Once I laid in bed and whispered to myself, “you’re gay..” just to see how it felt. Now I whisper to myself “I’m a boy..” and feel a secret happiness.
Purgatory has always been described to me as the first stop to the ascension to heaven: where the souls of our bodies repent for their sins on Earth before our final destination. Our souls have left our bodies once our time on Earth has expired and it was in the hands of God to tell us if we were good enough to enter His heaven, leaving the living to endure a crisis of self worth. 

Who am I? 
The fear of God is well within me, but the fear of authenticity scares me more. I will be damned by Him and by them. They scare me, but now they is me. I took a step a year ago, a step that still scares me. I released the red tones in my life and waved a blue flag over my name. I worry that when I die, He will say that there is no room. I worry that there is no room, and I will die. 

But I cleansed my sins and demons, so He must accept me. He must accept me because I have repented for my lack of authenticity with my performance, my words, and my loves. 

True Trans Soul Rebel. 
I explore my trans identity by being honest.
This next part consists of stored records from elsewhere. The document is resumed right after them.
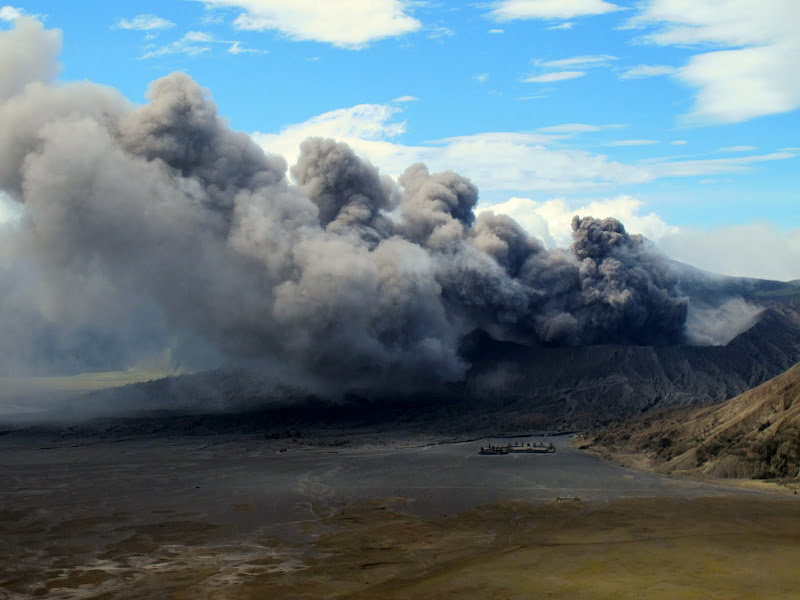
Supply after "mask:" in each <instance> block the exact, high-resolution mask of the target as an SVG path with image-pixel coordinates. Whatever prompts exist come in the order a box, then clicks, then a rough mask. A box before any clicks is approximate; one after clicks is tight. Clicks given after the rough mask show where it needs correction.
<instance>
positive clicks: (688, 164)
mask: <svg viewBox="0 0 800 600" xmlns="http://www.w3.org/2000/svg"><path fill="white" fill-rule="evenodd" d="M796 156H797V155H796V154H794V153H792V152H772V153H770V154H759V155H753V156H740V157H736V158H709V159H700V160H680V161H658V160H657V159H656V160H654V161H652V162H651V163H650V166H651V167H652V168H653V169H654V171H655V173H656V174H657V175H658V176H659V177H694V176H699V175H717V174H720V173H737V172H742V171H746V170H747V169H748V168H749V165H751V164H754V163H760V162H767V161H773V160H787V159H790V158H795V157H796Z"/></svg>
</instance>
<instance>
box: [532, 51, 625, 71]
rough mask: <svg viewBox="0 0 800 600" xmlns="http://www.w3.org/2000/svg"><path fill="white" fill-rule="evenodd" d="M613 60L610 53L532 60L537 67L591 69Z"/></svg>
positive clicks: (616, 59)
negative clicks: (609, 53)
mask: <svg viewBox="0 0 800 600" xmlns="http://www.w3.org/2000/svg"><path fill="white" fill-rule="evenodd" d="M615 60H617V57H616V56H611V55H610V54H588V55H584V56H571V57H570V58H560V59H558V60H534V61H533V62H534V64H535V65H536V66H538V67H545V68H548V69H591V68H594V67H605V66H608V65H609V64H610V63H611V62H613V61H615Z"/></svg>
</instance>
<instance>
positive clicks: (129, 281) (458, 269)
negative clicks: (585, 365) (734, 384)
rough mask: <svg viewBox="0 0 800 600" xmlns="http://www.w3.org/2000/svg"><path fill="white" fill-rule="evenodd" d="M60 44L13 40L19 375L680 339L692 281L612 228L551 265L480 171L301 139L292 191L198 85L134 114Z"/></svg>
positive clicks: (433, 383)
mask: <svg viewBox="0 0 800 600" xmlns="http://www.w3.org/2000/svg"><path fill="white" fill-rule="evenodd" d="M59 44H60V40H59V36H58V33H56V32H52V31H45V30H44V29H43V28H42V26H41V24H39V23H38V22H36V21H34V20H30V19H20V20H19V21H18V23H17V26H16V28H15V29H14V30H12V31H8V32H2V33H0V50H1V51H0V73H2V74H3V75H1V76H0V189H2V190H3V191H4V192H5V193H6V194H7V195H8V196H10V197H11V198H12V199H13V200H14V201H16V202H18V203H20V204H21V205H22V206H23V207H24V209H23V217H22V219H21V221H19V222H18V223H16V224H14V225H8V224H6V225H5V228H4V230H3V234H2V238H1V239H0V247H1V248H2V249H3V261H2V263H0V277H2V279H3V281H2V286H1V287H0V299H2V302H1V303H0V311H2V312H1V313H0V339H2V340H3V341H2V342H0V343H1V344H2V348H0V350H2V351H3V356H4V357H5V358H4V359H3V361H4V362H3V363H2V367H3V368H4V369H5V370H6V371H8V370H10V369H17V370H18V369H20V368H21V367H22V366H23V365H25V366H27V368H28V370H30V371H34V372H47V371H50V370H59V369H61V370H64V369H66V370H69V369H73V370H77V369H98V368H119V367H121V366H127V365H125V364H121V363H124V362H126V361H127V362H128V363H130V362H131V361H134V360H136V359H137V357H138V358H141V357H142V356H147V355H150V354H153V353H154V352H156V351H158V350H159V349H161V350H163V349H164V348H171V349H172V350H173V355H175V354H178V355H180V357H181V359H182V360H186V361H189V362H191V360H193V359H197V360H200V359H201V358H202V357H216V359H219V357H220V356H222V357H228V358H232V359H256V360H260V361H265V364H267V363H268V364H270V365H281V366H282V368H285V369H286V371H287V372H290V373H293V374H295V375H297V376H301V377H303V378H304V380H306V381H309V382H311V381H313V382H317V383H319V384H322V385H327V386H334V385H335V386H338V387H340V388H346V387H350V386H357V387H361V388H364V387H366V388H371V389H381V388H383V387H386V386H391V387H392V388H393V389H398V388H401V387H403V386H405V387H406V388H407V387H408V386H410V385H411V384H409V383H408V382H413V385H414V386H427V385H431V384H436V383H441V382H446V381H453V380H458V379H459V378H461V377H462V376H463V375H464V372H465V370H466V368H467V367H468V365H466V364H465V363H464V361H463V360H462V358H460V356H459V354H458V346H459V343H460V341H461V339H462V338H463V336H464V335H466V334H467V333H469V332H471V331H473V330H474V329H476V328H483V329H485V330H487V331H489V332H490V333H491V334H492V335H494V336H496V337H499V338H505V339H515V340H520V341H524V342H526V343H531V344H536V343H547V344H596V343H606V342H614V343H636V344H650V343H673V342H679V341H681V340H682V337H683V331H684V325H685V321H686V300H685V299H684V298H682V297H680V295H679V294H678V292H677V290H676V283H677V280H676V277H675V275H674V274H673V273H672V271H671V270H670V268H669V267H668V264H667V262H666V261H665V259H663V258H661V257H659V256H658V255H656V254H654V253H653V252H652V251H651V250H650V248H649V247H648V245H647V243H646V241H645V240H643V239H642V238H641V237H639V236H634V235H629V234H627V233H626V231H625V229H624V227H623V226H622V224H621V223H619V222H618V221H616V220H614V219H605V220H603V221H599V220H595V219H593V218H591V217H585V218H579V217H576V218H575V220H574V221H573V229H574V239H575V241H574V244H573V245H572V247H571V248H570V250H551V251H548V250H546V249H545V248H544V247H543V246H542V244H541V243H540V242H539V241H538V240H536V239H533V238H531V237H529V236H528V235H527V234H526V233H525V231H524V230H523V229H522V228H521V227H520V226H519V225H518V224H517V223H515V222H514V221H513V220H512V219H510V218H509V217H507V216H504V215H493V214H491V213H484V214H482V215H481V216H480V217H478V218H477V219H476V218H475V213H474V209H475V206H476V204H477V201H478V190H477V188H476V187H475V185H473V184H472V183H471V182H470V180H469V179H467V178H466V177H463V176H461V175H459V174H457V173H453V172H444V173H430V172H429V170H428V169H427V167H425V166H424V165H422V164H416V165H412V166H410V167H409V168H408V169H407V170H406V172H405V173H404V174H403V175H402V176H401V177H400V178H399V180H398V182H397V183H396V184H395V182H394V181H393V180H392V179H391V178H390V177H388V176H386V175H381V174H380V173H379V171H378V169H377V168H376V167H374V166H373V165H371V164H369V163H367V162H365V161H363V160H361V159H360V158H359V157H358V156H357V155H356V154H355V153H354V152H353V151H352V150H351V149H350V148H349V147H347V146H346V145H344V144H340V143H336V142H335V141H333V140H328V139H317V138H312V139H309V140H306V141H305V142H304V143H303V145H302V147H301V155H300V158H299V160H298V162H297V164H296V165H294V166H293V167H292V168H291V170H290V173H291V175H292V177H293V179H294V181H295V182H296V184H292V183H290V182H289V180H288V179H287V165H286V163H285V161H284V160H283V159H282V158H279V157H276V156H271V155H268V154H265V153H264V152H263V151H262V150H261V149H260V148H259V147H258V146H256V145H255V143H254V142H253V141H252V140H251V139H250V137H249V136H247V135H246V134H243V133H238V132H234V131H232V130H231V129H230V128H229V127H228V126H227V125H226V123H225V122H224V121H223V120H221V119H220V118H219V117H218V116H217V109H216V106H215V104H214V103H213V102H212V100H211V99H210V96H209V93H208V91H207V90H205V89H203V88H201V87H200V86H198V85H197V84H196V83H195V82H194V81H193V80H192V79H191V78H190V77H188V76H187V75H184V74H181V73H175V74H172V75H169V76H167V77H164V78H162V79H159V80H157V81H155V82H153V83H152V84H151V86H150V88H149V91H148V94H147V99H148V103H147V104H146V105H144V106H132V105H131V104H130V103H128V102H127V101H126V100H125V99H124V98H123V97H121V96H120V95H119V94H118V93H117V92H115V91H114V90H111V89H108V88H106V87H102V86H98V85H93V84H88V83H80V84H66V85H64V84H56V83H53V81H52V77H53V76H54V75H55V72H56V68H55V56H56V54H57V50H58V45H59ZM19 56H28V57H32V58H30V59H29V60H27V61H24V62H20V61H19V60H17V58H18V57H19ZM93 349H94V350H93ZM100 349H102V351H101V350H100ZM11 357H13V360H12V358H11ZM197 357H200V358H197Z"/></svg>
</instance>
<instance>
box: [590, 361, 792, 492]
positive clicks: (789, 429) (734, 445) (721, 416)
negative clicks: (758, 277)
mask: <svg viewBox="0 0 800 600" xmlns="http://www.w3.org/2000/svg"><path fill="white" fill-rule="evenodd" d="M592 445H593V446H594V447H595V448H597V449H600V450H601V451H603V450H604V451H606V452H609V453H610V454H611V455H612V456H615V457H617V458H625V455H626V454H627V456H628V459H629V460H628V462H635V461H634V460H633V455H635V454H636V453H638V454H640V455H641V454H642V453H643V455H644V457H643V459H644V460H640V461H639V462H638V465H637V466H646V467H650V468H654V469H655V470H658V471H662V472H668V473H687V474H704V475H711V476H713V477H724V478H757V479H764V478H781V479H785V478H789V479H797V478H798V477H800V472H799V471H800V364H798V365H795V366H794V367H792V368H791V369H789V370H788V371H786V372H785V373H783V374H781V375H778V376H777V377H775V378H773V379H771V380H769V381H767V382H766V383H764V384H762V385H760V386H758V387H756V388H754V389H752V390H749V391H747V392H745V393H743V394H741V395H739V396H737V397H735V398H732V399H731V400H728V401H727V402H724V403H722V404H718V405H715V406H710V407H703V408H694V409H684V410H679V411H673V412H669V413H664V414H661V415H658V416H653V415H648V416H646V417H644V416H643V417H639V418H637V419H634V420H632V421H630V422H627V423H623V424H618V425H614V426H611V427H609V428H607V429H605V430H603V431H602V432H600V433H598V434H597V436H596V438H595V440H594V443H593V444H592Z"/></svg>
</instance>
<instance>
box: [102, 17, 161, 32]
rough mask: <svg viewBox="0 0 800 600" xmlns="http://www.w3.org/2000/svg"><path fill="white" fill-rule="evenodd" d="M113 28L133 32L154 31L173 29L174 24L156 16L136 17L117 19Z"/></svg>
mask: <svg viewBox="0 0 800 600" xmlns="http://www.w3.org/2000/svg"><path fill="white" fill-rule="evenodd" d="M114 27H115V28H116V29H131V30H134V31H154V30H160V29H169V28H170V27H175V23H173V22H172V21H169V20H167V19H162V18H161V17H158V16H156V15H136V16H135V17H133V18H132V19H119V20H118V21H117V22H116V23H115V24H114Z"/></svg>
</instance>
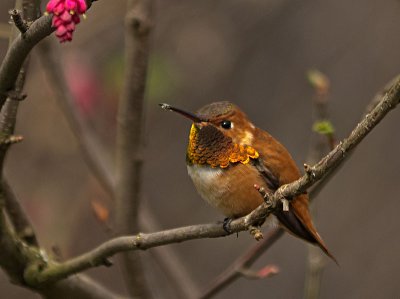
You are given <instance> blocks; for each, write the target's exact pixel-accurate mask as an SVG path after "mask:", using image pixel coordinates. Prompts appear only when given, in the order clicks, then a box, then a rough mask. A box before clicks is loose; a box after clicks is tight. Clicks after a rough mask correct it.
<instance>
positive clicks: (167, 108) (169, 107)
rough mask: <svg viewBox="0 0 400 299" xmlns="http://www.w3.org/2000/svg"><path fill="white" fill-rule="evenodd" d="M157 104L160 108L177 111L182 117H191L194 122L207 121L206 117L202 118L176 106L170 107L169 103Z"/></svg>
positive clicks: (204, 121) (190, 117)
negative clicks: (176, 106)
mask: <svg viewBox="0 0 400 299" xmlns="http://www.w3.org/2000/svg"><path fill="white" fill-rule="evenodd" d="M159 105H160V107H161V108H162V109H165V110H169V111H173V112H176V113H179V114H180V115H183V116H184V117H186V118H189V119H191V120H192V121H193V122H195V123H200V122H207V121H208V120H207V119H203V118H200V117H198V116H197V115H196V114H193V113H190V112H187V111H184V110H182V109H179V108H176V107H172V106H171V105H168V104H165V103H160V104H159Z"/></svg>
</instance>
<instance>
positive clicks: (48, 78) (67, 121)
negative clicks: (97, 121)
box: [37, 40, 114, 194]
mask: <svg viewBox="0 0 400 299" xmlns="http://www.w3.org/2000/svg"><path fill="white" fill-rule="evenodd" d="M38 49H39V51H38V52H37V53H38V55H39V58H40V61H41V64H42V66H43V67H44V71H45V75H46V78H47V81H48V82H50V86H51V87H52V90H53V92H54V93H55V95H56V97H55V98H56V100H57V101H58V104H59V105H60V107H61V109H62V111H63V113H64V115H65V117H66V120H67V122H68V125H69V126H70V128H71V131H72V133H73V134H74V136H75V139H76V140H77V142H78V146H79V149H80V151H81V153H82V154H83V158H84V160H85V162H86V164H87V166H88V167H89V169H90V170H91V172H92V174H93V175H94V176H95V177H96V179H97V180H98V181H99V182H100V184H101V185H102V186H103V187H104V188H105V190H106V191H107V192H108V193H109V194H113V192H114V176H113V165H112V164H111V163H107V162H110V159H109V158H108V157H107V155H106V153H105V152H104V150H103V151H102V148H103V146H101V145H100V144H99V141H98V140H97V138H96V137H95V134H94V132H93V130H92V129H91V128H90V127H89V126H88V125H87V124H86V122H85V120H84V119H83V117H82V116H81V114H80V113H79V111H77V106H76V104H75V102H74V99H73V96H72V95H71V92H70V89H69V87H68V85H67V83H66V82H67V80H66V78H65V75H64V72H63V70H62V67H61V64H60V60H59V59H57V58H56V57H55V54H54V51H52V43H51V41H49V40H45V41H43V42H42V43H40V44H39V45H38Z"/></svg>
I depict my story onto relics of my past and paint a story of who I am. I paint portraits of myself and embroider relics of my past into my body, to demonstrate that although there have been a few surface changes that I am still the same person that people have gotten to know the past few years. My “dirty laundry” will be installed as such, drying for the world to see but my dirty laundry will be not be without my words, my experiences, my emotions and my voice.

I am They but now you will hear me as Him, because my voice is my power, and only I can judge myself as worthy.